Pese al vínculo que les unía ahora, a Loren le resultaba difícil mantener una larga conversación con Kumar. Después de todo, sólo había un limitado número de formas de decir: « Gracias por haberme salvado la vida », y sus pasados eran tan tremendamente diferentes, que tenían muy pocos puntos de referencia comunes. Si él hablaba a Kumar de la Tierra o de la nave, tenía que explicárselo todo con inacabables detalles; y, pasado un rato, Loren comprendía que estaba perdiendo el tiempo. A diferencia de su hermana, Kumar vivía en el mundo de la experiencia inmediata; sólo el aquí y el ahora de Thalassa eran importantes para él. En una ocasión, Kaldor había exclamado: « ¡Cómo le envidio! Es una criatura de hoy, no está acuciada por el pasado ni temerosa del futuro! »

Loren estaba a punto de irse a dormir, en lo que confiaba que sería su última noche en la clínica, cuando Kumar llegó con una botella muy grande, que sostenía con aire de triunfo.

—¡Adivina!

— No tengo ni idea — mintió Loren.

— El primer vino de la temporada, de Krakan. Dicen que será un año muy bueno.

—¿Cómo te has enterado tú?

— Nuestra familia ha tenido allí unos viñedos durante más de cien años. Los vinos « Marca del León » son los más famosos del mundo.

Kumar miró en todas direcciones, sacó dos vasos y los llenó abundantemente. Loren tomó un sorbo con precaución; era un poco dulce para su gusto, pero muy, muy suave.

—¿Cómo lo llamáis? — preguntó.

— » Krakan Especial ».

— Ya que Krakan casi me mata en una ocasión, ¿tengo que arriesgarme?

— Ni siquiera te dará resaca.

Loren tomó otro trago más largo y, en un plazo de tiempo sorprendentemente corto, el vaso quedó vacío. En menos tiempo aún volvió a llenarse.

Aquélla parecía una manera excelente de pasar su última noche en el hospital, y Loren sintió que su natural gratitud hacia Kumar se extendía al mundo entero. Incluso una de las visitas de la alcaldesa Waldron no sería mal recibida.

— Por cierto, ¿cómo está Brant? Hace una semana que no lo veo.

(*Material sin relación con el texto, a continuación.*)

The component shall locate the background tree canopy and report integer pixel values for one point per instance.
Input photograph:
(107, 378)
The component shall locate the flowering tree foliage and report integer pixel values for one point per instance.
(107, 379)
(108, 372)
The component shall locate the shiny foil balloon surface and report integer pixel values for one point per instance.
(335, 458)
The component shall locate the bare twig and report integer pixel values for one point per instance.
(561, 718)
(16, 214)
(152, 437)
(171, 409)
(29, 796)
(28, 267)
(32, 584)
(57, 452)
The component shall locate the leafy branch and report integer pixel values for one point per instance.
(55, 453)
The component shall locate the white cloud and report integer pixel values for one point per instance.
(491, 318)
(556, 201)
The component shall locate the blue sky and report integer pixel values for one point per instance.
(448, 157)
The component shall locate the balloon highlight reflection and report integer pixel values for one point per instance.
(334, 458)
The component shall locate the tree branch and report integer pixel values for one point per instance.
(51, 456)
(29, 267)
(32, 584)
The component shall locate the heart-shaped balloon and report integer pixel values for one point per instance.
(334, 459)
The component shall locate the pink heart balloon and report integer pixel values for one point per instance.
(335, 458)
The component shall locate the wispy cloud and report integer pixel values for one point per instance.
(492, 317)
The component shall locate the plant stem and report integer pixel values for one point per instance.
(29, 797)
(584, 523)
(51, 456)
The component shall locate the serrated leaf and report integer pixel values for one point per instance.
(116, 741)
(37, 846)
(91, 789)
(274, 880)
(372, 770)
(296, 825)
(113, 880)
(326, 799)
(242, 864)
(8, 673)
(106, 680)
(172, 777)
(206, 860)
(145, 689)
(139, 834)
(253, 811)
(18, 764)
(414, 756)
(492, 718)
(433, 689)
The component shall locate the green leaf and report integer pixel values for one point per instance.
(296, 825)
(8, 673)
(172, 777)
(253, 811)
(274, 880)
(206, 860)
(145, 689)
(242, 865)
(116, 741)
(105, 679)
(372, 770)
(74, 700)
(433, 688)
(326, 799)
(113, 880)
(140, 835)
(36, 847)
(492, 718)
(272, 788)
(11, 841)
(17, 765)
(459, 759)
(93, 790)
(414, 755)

— Sigue en la Isla Norte, encargándose de las reparaciones del barco y hablando con los biólogos marinos. Todos están muy entusiasmados por lo de los escorpios; pero nadie decide qué hay que hacer respecto a ellos. Si es que hay que hacer algo.

—¿Sabes? A veces siento lo mismo respecto a Brant.

Kumar se echó a reír.

— No te preocupes. Ya ha encontrado a una chica en la Isla Norte.